A recent Cambridge Chronicle editorial called the city's landladies "the forgotten women" and blamed it on the new Graduate Center and the Alumni Bulletin.

In an Alumni Bulletin article extolling the new Graduate Center, there was no space for "at least one kind word for that useful local institution and force for good, the Cambridge landlady," the Chronicle said. But the houses were not, the Chronicle protests, "unfriendly" as the Bulletin claimed.

"These houses," the Chronicle points out, "are owned by landladies who have hearts of gold and who have been second mothers to the lucky graduate students who have come under their wing."

The Chronicle lists the services these "second mothers" were supposed to have performed for student roomers. "They leave home-made cookies on their bureaus, give them wise advice on affairs of the heart, and loan them money when they are out of funds." One graduate student commented, "I had to pay 60 percent interest on those loans."

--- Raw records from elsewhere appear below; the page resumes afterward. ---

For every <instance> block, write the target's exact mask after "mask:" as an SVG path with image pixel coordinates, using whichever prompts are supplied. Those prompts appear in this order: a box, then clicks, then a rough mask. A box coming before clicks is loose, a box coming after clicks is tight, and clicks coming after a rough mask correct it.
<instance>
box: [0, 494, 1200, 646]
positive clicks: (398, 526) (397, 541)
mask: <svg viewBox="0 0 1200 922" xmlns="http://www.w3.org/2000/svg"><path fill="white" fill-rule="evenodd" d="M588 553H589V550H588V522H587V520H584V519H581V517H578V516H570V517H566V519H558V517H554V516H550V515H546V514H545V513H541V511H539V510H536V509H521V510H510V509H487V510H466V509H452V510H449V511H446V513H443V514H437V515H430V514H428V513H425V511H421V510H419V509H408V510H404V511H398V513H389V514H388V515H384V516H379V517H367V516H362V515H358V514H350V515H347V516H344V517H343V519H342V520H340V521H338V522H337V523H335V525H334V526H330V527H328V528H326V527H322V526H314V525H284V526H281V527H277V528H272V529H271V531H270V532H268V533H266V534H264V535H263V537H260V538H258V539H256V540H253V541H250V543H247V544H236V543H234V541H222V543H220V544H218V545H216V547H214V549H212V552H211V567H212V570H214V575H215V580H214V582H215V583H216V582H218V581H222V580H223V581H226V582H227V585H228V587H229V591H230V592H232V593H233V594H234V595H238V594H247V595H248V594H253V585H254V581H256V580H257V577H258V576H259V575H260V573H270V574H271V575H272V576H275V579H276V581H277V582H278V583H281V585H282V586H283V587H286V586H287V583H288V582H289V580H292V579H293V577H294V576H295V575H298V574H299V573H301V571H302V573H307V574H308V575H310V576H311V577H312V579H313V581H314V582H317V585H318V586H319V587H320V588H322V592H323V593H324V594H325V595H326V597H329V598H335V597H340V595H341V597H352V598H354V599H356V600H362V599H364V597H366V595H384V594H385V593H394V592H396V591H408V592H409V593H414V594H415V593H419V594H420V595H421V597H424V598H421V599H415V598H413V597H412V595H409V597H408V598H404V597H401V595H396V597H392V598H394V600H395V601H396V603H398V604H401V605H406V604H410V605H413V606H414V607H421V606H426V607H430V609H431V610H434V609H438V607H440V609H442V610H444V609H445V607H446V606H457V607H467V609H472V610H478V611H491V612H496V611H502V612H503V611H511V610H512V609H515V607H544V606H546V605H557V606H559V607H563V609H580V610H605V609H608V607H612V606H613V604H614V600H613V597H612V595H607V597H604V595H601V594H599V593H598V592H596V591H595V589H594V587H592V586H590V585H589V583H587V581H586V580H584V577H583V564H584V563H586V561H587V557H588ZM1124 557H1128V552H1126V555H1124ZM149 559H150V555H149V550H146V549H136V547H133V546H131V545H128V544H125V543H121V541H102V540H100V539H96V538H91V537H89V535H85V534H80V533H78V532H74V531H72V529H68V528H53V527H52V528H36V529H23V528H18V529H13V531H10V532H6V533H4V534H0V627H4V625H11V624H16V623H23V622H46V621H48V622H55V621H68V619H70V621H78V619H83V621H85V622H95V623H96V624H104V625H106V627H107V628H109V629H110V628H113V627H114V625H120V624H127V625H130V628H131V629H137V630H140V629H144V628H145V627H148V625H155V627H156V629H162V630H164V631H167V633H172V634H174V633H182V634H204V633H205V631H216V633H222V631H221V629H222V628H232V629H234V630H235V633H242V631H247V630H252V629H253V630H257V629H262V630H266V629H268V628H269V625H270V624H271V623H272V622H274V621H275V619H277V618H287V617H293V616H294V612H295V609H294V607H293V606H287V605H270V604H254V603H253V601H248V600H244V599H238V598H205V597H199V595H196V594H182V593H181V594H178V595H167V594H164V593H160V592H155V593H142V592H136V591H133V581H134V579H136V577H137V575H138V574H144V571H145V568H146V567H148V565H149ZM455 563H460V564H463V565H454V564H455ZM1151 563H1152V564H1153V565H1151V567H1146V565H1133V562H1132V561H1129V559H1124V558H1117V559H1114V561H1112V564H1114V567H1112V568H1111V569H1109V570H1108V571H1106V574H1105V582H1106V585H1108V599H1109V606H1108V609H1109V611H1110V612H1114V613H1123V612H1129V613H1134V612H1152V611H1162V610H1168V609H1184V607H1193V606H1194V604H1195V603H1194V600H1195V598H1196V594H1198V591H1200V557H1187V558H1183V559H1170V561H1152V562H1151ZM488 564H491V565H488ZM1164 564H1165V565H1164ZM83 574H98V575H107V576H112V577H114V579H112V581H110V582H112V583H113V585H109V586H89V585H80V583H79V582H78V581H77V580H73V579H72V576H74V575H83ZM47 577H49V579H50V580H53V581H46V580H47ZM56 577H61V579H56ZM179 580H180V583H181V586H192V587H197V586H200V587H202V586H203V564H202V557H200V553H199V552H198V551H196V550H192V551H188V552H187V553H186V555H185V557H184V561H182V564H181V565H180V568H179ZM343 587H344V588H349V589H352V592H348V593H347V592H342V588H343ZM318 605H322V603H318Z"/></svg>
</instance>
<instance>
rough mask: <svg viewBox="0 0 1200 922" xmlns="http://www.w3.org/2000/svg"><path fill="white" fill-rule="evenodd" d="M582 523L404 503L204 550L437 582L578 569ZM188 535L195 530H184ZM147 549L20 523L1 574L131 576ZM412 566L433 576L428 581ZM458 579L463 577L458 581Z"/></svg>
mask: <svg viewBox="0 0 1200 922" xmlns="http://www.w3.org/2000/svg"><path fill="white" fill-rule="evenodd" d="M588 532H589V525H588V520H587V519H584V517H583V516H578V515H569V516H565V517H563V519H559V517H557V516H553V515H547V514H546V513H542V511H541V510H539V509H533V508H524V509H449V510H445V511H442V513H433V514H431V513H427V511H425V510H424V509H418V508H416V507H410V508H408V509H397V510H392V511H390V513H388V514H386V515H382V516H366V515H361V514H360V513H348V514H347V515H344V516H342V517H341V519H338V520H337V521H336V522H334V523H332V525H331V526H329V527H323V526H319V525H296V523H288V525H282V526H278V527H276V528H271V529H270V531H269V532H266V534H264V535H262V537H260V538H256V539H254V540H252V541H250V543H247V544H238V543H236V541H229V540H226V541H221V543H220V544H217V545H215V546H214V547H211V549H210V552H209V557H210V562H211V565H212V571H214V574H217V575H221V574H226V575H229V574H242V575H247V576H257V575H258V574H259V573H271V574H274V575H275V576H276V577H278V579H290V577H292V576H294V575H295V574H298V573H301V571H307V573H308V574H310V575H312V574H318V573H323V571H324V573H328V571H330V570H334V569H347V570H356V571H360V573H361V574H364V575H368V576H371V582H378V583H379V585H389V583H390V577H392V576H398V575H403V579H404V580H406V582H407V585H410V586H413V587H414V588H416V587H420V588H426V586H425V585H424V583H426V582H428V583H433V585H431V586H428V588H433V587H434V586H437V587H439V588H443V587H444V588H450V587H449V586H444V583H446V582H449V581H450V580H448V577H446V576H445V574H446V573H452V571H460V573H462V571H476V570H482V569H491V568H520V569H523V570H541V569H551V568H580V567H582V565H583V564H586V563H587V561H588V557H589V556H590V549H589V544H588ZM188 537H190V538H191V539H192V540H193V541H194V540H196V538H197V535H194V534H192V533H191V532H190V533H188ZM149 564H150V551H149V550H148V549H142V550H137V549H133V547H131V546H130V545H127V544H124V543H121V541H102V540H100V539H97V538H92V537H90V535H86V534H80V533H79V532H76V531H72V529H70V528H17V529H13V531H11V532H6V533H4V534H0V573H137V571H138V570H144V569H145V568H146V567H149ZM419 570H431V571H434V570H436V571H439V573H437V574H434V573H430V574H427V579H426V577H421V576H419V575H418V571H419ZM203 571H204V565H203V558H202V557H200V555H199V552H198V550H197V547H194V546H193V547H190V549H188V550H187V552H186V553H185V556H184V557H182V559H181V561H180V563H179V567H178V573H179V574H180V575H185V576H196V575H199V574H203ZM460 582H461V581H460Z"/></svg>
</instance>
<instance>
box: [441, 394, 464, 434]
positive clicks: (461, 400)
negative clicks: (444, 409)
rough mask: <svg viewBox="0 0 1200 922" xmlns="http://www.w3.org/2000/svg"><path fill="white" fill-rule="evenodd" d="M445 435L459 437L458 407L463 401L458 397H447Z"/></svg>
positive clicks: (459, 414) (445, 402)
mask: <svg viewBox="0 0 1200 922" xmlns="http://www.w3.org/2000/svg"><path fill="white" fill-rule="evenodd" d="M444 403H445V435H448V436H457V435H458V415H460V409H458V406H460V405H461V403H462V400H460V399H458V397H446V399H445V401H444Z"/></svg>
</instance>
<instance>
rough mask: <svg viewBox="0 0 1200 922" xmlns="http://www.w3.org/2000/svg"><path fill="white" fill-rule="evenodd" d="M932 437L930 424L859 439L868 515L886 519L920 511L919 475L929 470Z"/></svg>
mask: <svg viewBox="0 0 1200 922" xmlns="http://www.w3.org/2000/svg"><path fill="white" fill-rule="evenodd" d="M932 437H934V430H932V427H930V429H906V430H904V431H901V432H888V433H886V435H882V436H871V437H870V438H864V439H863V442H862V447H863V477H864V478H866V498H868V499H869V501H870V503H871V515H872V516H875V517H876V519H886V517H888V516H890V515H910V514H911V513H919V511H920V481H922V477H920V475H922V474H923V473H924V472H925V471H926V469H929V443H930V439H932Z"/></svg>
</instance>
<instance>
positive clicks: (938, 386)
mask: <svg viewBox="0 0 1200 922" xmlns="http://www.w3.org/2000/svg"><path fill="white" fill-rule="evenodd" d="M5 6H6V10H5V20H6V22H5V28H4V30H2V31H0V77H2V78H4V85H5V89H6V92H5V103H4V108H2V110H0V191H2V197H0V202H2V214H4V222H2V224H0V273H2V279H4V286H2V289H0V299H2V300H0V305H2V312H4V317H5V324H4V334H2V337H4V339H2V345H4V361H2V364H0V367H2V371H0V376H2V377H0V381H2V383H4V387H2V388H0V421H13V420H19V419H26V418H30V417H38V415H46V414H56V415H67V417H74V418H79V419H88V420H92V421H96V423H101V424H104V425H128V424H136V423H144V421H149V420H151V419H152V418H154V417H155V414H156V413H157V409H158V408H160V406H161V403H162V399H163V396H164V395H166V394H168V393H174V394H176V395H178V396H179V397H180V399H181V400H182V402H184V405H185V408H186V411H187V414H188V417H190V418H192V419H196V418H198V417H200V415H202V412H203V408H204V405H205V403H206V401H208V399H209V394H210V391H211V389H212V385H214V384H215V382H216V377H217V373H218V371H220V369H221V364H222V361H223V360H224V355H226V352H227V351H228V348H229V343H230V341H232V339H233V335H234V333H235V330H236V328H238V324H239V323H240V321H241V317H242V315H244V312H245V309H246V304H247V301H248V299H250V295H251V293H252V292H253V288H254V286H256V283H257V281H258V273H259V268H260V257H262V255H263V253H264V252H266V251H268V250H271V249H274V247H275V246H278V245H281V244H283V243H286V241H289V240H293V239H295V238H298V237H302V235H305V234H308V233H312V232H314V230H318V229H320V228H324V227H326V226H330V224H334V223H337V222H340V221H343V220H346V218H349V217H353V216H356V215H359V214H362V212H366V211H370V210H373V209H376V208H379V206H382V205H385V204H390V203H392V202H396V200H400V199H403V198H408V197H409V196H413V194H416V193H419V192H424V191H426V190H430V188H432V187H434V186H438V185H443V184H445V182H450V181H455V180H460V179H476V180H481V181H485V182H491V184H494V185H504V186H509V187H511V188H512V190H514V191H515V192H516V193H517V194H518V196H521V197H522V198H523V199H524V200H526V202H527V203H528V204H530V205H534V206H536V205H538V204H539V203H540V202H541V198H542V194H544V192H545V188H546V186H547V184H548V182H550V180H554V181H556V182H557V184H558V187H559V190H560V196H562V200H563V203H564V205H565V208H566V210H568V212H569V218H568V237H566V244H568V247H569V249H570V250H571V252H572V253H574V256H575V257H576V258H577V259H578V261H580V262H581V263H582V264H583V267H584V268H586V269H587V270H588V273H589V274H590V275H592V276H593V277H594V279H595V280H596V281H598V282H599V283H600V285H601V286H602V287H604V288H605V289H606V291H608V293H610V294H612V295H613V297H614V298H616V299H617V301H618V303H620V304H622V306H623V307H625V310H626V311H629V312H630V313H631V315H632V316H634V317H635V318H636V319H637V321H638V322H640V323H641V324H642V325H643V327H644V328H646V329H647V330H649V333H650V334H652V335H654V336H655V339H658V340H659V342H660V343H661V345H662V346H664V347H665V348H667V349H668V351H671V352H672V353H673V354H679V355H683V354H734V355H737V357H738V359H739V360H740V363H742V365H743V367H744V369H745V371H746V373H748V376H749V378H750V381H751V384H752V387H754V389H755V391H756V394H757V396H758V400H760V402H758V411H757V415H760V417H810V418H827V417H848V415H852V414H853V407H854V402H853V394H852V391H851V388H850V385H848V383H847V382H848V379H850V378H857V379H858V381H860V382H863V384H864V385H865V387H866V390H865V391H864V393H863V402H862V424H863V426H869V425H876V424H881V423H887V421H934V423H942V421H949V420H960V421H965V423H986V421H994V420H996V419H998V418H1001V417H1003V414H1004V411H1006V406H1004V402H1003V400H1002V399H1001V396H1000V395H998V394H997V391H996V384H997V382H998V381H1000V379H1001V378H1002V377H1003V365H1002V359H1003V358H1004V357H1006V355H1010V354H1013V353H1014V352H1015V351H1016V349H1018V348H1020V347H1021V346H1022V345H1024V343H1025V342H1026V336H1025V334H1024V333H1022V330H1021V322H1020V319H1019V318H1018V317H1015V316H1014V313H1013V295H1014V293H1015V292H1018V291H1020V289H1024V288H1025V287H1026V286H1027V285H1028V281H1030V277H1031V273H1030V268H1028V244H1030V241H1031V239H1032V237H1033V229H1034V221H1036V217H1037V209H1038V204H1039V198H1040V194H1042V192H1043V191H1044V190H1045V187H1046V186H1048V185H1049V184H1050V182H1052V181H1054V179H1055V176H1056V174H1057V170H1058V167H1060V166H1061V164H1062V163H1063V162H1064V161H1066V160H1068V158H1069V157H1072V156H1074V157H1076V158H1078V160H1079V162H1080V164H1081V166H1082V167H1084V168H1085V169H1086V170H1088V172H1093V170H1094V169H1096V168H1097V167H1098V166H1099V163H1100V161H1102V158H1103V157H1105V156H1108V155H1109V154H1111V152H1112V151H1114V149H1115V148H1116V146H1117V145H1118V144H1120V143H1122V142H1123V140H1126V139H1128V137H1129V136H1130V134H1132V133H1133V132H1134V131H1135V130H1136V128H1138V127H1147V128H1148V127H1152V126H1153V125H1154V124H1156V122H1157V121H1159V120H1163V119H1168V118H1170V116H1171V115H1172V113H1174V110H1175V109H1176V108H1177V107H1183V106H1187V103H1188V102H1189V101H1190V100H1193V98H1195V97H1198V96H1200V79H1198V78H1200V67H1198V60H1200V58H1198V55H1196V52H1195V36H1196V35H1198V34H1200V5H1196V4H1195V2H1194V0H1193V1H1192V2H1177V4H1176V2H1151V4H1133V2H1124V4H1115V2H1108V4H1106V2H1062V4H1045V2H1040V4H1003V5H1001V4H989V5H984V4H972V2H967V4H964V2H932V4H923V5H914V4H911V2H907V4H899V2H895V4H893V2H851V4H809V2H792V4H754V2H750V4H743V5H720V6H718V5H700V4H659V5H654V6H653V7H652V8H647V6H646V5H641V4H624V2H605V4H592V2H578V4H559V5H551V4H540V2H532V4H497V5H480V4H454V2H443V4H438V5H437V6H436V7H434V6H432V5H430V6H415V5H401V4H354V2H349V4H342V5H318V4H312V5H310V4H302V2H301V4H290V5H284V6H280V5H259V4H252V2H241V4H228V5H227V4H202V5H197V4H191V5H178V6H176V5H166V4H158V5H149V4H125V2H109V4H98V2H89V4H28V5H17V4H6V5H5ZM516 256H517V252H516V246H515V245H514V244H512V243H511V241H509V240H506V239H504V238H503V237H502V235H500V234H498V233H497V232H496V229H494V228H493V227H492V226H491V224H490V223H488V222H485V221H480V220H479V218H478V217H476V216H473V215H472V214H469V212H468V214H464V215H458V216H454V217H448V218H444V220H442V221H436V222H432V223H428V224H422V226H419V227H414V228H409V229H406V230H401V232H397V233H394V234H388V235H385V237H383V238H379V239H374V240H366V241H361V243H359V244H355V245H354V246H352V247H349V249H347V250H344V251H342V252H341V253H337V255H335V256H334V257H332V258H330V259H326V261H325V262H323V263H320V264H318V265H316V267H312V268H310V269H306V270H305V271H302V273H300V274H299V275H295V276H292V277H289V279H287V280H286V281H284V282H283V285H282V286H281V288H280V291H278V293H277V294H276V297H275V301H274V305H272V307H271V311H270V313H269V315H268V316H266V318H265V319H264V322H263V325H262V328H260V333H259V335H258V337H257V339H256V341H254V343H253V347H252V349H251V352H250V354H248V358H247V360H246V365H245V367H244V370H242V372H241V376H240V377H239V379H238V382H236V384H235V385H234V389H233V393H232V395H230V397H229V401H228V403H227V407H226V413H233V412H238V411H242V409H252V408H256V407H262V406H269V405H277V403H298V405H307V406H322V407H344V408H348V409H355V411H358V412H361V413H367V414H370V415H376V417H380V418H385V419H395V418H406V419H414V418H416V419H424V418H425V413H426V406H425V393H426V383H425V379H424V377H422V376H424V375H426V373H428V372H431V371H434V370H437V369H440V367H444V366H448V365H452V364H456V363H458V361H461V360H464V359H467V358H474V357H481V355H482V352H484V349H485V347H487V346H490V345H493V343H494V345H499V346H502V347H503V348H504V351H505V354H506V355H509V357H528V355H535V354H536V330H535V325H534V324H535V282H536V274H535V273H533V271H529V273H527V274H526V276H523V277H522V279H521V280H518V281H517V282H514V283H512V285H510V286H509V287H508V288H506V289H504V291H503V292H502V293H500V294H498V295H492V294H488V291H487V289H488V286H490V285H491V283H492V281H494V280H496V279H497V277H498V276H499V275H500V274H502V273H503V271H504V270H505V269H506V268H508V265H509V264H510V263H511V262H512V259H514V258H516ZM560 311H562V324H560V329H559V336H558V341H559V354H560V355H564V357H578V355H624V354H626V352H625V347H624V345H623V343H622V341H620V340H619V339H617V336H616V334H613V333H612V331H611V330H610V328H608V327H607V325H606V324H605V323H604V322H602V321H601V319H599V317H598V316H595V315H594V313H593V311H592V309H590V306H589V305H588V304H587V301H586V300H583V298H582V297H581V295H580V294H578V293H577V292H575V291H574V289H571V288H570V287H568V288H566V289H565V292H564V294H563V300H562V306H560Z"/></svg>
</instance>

Graduate students will have certain disadvantages living in the Graduate Center, the editorial says. "The girls whom the Graduate Center boys pick up in the drug stores and cafes will probably not be as pretty or as good as the girls to whom any Cambridge landlady would gladly introduce them."

In addition, the Chronicle states, the Graduate Center student will spend his days in an ivory-towered igloo of stone and glass rather than in the reality of Cambridge life.